Lo ha sottolineato il presidente della Bnl Luigi Abete, a
margine del suo intervento a Palazzo Chigi, in occasione
della presentazione del progetto ''Italia & Turismo'' con la
ministra del Turismo Michela Brambilla.
Abete ha sottolineato che ''il nostro obiettivo e' quello
di favorire un processo di crescita. Abbiamo una offerta - ha
detto - che comprende c/c dedicati a pmi, e agli
imprenditori, credito a breve termine, credito a medio
termine (5 anni), e mutui a 15 anni. Pensiamo - ha spiegato -
di fare prezzi competiviti soprattutto ai clienti migliori'',
ha detto. In sostanza l'obiettivo e' di ''dare una mano,
avendo questa cultura che presta attenzione sia
all'imprenditore che all'impresa''.
Abete ha poi osservato che per le imprese l'innovazione di
prodotto si fa con il capitale.
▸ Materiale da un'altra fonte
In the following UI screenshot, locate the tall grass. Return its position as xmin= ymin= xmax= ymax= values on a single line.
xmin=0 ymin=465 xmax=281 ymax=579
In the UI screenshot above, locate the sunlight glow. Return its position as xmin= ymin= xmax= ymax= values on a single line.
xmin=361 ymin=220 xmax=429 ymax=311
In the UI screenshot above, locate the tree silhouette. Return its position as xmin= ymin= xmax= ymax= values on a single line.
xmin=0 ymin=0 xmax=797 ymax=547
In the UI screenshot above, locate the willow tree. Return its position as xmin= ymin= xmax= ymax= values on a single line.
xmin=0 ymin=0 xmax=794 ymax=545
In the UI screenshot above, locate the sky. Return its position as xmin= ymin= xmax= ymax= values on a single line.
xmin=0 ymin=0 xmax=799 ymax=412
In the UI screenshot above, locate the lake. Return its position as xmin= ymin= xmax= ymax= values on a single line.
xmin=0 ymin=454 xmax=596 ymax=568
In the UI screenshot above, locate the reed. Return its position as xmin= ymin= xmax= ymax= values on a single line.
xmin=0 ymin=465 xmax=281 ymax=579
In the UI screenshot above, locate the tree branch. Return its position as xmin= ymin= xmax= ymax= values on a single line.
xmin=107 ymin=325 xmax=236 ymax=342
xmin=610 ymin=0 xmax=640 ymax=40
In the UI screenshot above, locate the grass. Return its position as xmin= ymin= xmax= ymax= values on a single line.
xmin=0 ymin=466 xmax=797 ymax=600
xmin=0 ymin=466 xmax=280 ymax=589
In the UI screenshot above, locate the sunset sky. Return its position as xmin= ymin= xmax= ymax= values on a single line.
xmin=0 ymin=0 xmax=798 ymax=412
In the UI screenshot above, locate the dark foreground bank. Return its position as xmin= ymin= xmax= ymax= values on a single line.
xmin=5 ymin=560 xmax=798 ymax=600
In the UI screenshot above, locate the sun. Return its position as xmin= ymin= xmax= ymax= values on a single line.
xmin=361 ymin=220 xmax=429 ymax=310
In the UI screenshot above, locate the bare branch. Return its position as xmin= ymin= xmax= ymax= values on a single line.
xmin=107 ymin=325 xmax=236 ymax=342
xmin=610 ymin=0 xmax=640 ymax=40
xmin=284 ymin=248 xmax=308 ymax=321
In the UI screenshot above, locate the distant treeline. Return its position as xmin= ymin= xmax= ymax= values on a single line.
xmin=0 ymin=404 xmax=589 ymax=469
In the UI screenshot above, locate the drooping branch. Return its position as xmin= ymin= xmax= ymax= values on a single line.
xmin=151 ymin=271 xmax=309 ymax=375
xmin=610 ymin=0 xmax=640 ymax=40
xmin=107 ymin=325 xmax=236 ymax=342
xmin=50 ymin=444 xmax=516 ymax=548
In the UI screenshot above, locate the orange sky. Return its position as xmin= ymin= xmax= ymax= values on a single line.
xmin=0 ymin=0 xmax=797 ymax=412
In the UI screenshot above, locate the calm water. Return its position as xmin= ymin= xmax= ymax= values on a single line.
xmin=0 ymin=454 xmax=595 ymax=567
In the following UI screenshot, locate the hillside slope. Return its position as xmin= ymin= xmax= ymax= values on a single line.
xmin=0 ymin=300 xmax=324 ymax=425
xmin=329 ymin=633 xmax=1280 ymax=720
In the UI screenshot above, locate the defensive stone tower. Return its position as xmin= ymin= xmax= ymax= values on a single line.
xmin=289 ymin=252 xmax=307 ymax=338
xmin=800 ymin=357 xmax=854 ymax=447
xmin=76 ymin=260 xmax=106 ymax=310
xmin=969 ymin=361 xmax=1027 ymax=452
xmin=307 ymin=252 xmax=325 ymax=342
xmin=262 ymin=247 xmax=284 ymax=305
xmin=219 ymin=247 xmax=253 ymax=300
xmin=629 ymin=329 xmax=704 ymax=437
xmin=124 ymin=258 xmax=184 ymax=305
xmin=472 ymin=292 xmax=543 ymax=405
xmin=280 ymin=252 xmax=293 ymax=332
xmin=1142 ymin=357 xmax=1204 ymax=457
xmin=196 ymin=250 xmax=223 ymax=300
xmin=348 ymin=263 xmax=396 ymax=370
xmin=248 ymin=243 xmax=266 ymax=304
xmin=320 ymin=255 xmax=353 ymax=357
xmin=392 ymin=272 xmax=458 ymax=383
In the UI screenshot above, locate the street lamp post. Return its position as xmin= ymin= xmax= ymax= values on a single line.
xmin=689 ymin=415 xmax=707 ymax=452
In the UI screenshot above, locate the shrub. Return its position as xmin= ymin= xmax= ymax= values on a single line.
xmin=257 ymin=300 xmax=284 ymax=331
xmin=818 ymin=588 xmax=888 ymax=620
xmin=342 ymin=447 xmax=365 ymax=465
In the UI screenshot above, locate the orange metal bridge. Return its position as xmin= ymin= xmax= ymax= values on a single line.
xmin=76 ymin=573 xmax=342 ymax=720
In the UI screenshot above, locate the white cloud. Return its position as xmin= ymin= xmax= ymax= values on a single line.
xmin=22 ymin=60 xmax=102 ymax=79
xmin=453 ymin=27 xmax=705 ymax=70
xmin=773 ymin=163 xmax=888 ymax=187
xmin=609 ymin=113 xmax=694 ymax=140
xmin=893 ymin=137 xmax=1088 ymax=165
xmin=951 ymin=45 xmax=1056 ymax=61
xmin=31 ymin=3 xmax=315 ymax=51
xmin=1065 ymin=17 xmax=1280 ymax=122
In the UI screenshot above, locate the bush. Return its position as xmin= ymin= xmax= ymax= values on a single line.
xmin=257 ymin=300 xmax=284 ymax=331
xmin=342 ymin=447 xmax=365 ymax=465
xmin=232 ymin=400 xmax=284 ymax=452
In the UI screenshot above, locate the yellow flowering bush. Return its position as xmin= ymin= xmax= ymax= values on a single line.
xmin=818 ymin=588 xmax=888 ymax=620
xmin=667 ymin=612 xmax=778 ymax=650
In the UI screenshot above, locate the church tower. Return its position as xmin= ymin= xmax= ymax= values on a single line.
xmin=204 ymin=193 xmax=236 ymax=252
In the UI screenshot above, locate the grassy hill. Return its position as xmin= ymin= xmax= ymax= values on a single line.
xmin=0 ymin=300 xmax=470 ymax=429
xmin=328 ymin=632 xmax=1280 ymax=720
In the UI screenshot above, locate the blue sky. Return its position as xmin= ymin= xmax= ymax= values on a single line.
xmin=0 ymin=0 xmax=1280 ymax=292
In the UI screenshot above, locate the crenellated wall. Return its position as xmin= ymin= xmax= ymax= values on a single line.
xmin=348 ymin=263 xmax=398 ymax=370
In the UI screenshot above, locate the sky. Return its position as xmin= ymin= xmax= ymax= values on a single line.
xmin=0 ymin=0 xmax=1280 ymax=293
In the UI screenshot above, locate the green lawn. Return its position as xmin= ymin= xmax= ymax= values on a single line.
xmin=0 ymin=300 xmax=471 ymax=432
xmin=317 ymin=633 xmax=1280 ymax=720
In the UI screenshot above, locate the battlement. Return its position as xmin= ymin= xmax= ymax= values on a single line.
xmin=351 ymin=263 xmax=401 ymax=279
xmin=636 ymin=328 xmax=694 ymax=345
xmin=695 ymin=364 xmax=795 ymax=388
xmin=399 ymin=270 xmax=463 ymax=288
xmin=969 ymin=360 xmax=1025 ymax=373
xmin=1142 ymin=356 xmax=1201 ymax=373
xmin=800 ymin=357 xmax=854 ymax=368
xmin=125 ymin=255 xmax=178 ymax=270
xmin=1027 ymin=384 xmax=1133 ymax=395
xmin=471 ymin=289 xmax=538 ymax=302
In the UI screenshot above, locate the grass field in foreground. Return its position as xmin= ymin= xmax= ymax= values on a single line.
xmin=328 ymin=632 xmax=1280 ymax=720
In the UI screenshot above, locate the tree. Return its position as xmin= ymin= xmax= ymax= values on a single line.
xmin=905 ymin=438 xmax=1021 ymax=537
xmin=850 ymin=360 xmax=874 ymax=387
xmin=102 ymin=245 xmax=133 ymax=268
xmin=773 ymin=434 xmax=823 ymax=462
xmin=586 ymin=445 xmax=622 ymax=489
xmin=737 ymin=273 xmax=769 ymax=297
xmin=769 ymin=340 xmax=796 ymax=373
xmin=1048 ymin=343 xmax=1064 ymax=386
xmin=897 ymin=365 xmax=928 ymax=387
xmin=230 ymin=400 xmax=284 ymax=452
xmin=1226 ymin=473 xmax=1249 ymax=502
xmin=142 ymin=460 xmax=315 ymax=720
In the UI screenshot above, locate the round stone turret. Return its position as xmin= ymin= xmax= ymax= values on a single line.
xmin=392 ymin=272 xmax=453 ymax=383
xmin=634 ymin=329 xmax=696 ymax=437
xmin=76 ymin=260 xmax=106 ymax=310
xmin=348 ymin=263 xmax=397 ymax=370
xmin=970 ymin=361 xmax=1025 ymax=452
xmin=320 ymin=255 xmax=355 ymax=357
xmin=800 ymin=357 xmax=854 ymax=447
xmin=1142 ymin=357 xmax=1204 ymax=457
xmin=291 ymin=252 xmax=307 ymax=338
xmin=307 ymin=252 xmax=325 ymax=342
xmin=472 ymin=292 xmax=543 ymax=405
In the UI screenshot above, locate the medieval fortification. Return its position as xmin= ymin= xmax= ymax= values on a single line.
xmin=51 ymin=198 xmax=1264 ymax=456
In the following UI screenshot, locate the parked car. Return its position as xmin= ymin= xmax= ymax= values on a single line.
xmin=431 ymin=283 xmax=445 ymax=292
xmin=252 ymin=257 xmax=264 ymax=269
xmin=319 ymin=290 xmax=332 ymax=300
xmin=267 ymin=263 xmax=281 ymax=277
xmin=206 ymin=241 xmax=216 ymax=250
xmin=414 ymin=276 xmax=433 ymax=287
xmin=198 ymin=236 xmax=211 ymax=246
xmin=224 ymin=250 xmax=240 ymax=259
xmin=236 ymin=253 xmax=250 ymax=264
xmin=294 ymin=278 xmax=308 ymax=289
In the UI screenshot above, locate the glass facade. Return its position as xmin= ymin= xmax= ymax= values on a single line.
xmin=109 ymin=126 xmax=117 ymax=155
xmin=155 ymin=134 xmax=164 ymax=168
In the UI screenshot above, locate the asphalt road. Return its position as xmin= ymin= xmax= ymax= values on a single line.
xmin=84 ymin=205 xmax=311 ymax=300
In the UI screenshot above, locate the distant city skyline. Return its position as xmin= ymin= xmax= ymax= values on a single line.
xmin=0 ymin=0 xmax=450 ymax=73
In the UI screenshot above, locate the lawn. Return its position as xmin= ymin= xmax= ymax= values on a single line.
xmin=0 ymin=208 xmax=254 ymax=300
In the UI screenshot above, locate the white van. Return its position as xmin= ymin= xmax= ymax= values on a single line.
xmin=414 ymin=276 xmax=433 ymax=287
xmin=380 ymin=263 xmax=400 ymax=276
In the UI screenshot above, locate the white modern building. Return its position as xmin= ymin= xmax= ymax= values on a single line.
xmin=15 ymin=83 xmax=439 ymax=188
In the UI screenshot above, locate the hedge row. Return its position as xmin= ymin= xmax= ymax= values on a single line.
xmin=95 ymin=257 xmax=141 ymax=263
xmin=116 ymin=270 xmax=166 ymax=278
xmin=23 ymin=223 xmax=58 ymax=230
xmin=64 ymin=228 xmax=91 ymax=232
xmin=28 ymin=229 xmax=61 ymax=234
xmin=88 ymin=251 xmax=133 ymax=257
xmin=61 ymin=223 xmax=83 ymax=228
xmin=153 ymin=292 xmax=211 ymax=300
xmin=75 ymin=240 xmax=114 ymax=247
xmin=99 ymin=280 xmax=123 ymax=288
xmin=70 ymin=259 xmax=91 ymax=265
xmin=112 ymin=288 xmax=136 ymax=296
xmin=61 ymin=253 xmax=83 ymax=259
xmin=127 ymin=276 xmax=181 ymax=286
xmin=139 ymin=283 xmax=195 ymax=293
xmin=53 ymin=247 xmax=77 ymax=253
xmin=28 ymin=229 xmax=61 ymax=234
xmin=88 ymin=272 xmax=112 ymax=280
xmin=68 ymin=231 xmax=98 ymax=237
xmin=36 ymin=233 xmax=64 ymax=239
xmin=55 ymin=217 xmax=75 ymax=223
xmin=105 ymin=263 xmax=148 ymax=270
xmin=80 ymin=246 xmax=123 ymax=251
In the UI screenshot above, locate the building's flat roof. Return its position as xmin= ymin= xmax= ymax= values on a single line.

Finalmente ''affrontiamo il
problema a 360 gradi'', ha rilevato riferendosi agli annunci
delle ultime settimane in merito alla costituzione di Fondi
pubblico/privato. ''Sta all'imprenditore poi decidere quale
strumento utilizzre, nell'ambito di una politica fiscale piu'
attrattiva'', ha affermato concludendo il suo
intervento.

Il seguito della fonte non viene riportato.